Should he give testimony to a second coup, let us look
forward to tales of adversity. Mahama may as well, get us closer to his
heartbeat: the aftermath and preventive measures placed on the sporadic fire-caused
destruction of wealthy urban markets. He may possibly reintroduce his
illustrious Taka Tika Gangale unity
speech, and spare a tiny paragraph to serve a lesson about his worries of the infamous
split of the Rawlingses, from the party they swore eternal affiliation to.
Hunters have tales to tell about their game. That is
usual. But they don’t tell everything they see in the deepest setting of the forest.

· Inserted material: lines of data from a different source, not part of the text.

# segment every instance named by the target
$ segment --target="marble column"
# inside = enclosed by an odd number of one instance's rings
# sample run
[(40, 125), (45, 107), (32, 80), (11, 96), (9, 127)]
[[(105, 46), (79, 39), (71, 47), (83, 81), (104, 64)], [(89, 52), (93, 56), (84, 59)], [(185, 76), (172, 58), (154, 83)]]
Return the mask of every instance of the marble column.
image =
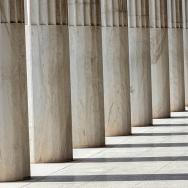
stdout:
[(182, 0), (168, 0), (171, 111), (185, 110)]
[(150, 0), (153, 118), (170, 117), (167, 0)]
[(132, 126), (152, 125), (149, 0), (128, 0)]
[(185, 105), (188, 106), (188, 1), (183, 0), (183, 43), (184, 43), (184, 73), (185, 73)]
[(67, 0), (29, 0), (27, 64), (32, 162), (72, 160)]
[(105, 144), (100, 0), (69, 0), (73, 146)]
[(0, 181), (30, 176), (24, 1), (0, 1)]
[(106, 136), (131, 133), (126, 1), (101, 0)]

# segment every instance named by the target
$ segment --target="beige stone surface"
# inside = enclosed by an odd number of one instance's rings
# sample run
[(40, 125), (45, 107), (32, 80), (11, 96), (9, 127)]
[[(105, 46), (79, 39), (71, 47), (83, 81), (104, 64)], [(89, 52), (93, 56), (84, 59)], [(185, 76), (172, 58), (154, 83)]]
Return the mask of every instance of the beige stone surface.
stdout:
[(167, 0), (149, 1), (153, 118), (170, 117)]
[(69, 27), (74, 147), (105, 143), (100, 27)]
[(101, 1), (106, 136), (131, 133), (126, 5), (126, 1)]
[(128, 1), (132, 126), (152, 124), (149, 0)]
[(32, 162), (72, 160), (66, 1), (27, 4), (27, 63)]
[(30, 176), (24, 24), (0, 24), (0, 181)]
[(100, 1), (68, 1), (73, 146), (105, 144)]
[(183, 44), (184, 44), (184, 73), (185, 73), (185, 105), (188, 106), (188, 2), (182, 0), (183, 11)]
[(0, 1), (0, 181), (30, 176), (23, 12), (21, 0)]
[(70, 62), (67, 26), (26, 26), (31, 159), (72, 159)]
[(182, 0), (168, 1), (171, 111), (185, 110)]

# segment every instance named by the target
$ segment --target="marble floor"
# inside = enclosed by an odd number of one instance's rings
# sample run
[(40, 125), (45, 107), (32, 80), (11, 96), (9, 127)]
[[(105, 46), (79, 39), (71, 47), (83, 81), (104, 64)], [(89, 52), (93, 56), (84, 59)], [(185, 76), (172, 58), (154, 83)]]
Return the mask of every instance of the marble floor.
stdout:
[(106, 138), (105, 148), (74, 150), (75, 161), (33, 164), (32, 179), (2, 188), (187, 188), (188, 112)]

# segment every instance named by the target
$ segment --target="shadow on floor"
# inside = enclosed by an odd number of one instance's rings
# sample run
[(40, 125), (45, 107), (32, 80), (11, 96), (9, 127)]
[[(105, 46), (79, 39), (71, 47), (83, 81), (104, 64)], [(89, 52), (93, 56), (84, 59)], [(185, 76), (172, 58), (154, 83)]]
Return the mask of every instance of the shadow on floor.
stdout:
[(32, 182), (100, 182), (100, 181), (167, 181), (188, 180), (188, 174), (72, 175), (35, 176)]
[(163, 148), (163, 147), (188, 147), (188, 143), (149, 143), (149, 144), (111, 144), (105, 148)]
[(188, 122), (185, 124), (153, 124), (154, 127), (188, 127)]
[(181, 136), (188, 135), (188, 132), (174, 132), (174, 133), (133, 133), (132, 136)]
[(74, 159), (74, 163), (120, 163), (120, 162), (158, 162), (158, 161), (188, 161), (188, 156), (165, 157), (130, 157), (130, 158), (82, 158)]

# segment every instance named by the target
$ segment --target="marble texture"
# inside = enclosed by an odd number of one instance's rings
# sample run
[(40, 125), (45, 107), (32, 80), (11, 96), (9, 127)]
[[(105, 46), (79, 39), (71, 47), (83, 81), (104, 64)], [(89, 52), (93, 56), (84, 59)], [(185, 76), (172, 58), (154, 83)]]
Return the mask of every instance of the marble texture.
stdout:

For the interest of national security, Mahama may not reserve a space that will
lead into the wisdom of a Commander-in-Chief going outside tradition to request
his aid de camp from the police service. If, for the sake of freedom of
information, we are so desperate to know everything that happens in the
corridors of power, let’s leave that job for Julian Assange and the Wikileaks
daredevils. If we want a Hollywood thriller of the century, let us give the BNI
a tip-off. And let’s fold our arms and enjoy a sensational movie of coups,
counter coups, and some Ecuadorian refuge on a British island. We may finally
get lost somewhere. And end-up in the dilemma of Edward Snowden at the
crossroads of a shrewd transit in Moscow. Espionage and delusions! Shadows and
dragons! What a funny world!
Before Mahama’s second coup goes into print, we would
have had the opportunity to see much about the boy who wouldn’t yield to
intimidation of any sort: the well-cultured boy who overcame bullying in his
days at Achimota School. Before the world realizes, Ghana would have been
driven into the real benefits of Middle Income Status by the young man who was
once driven by his father’s chauffeur, around the length and breadth of the
land he would grow to steer its affairs. Meanwhile, his foot is on pedal,
accelerating the percentages of Gross Domestic Product. When all is done, when
he’s done his best, may his second coup, too, be done!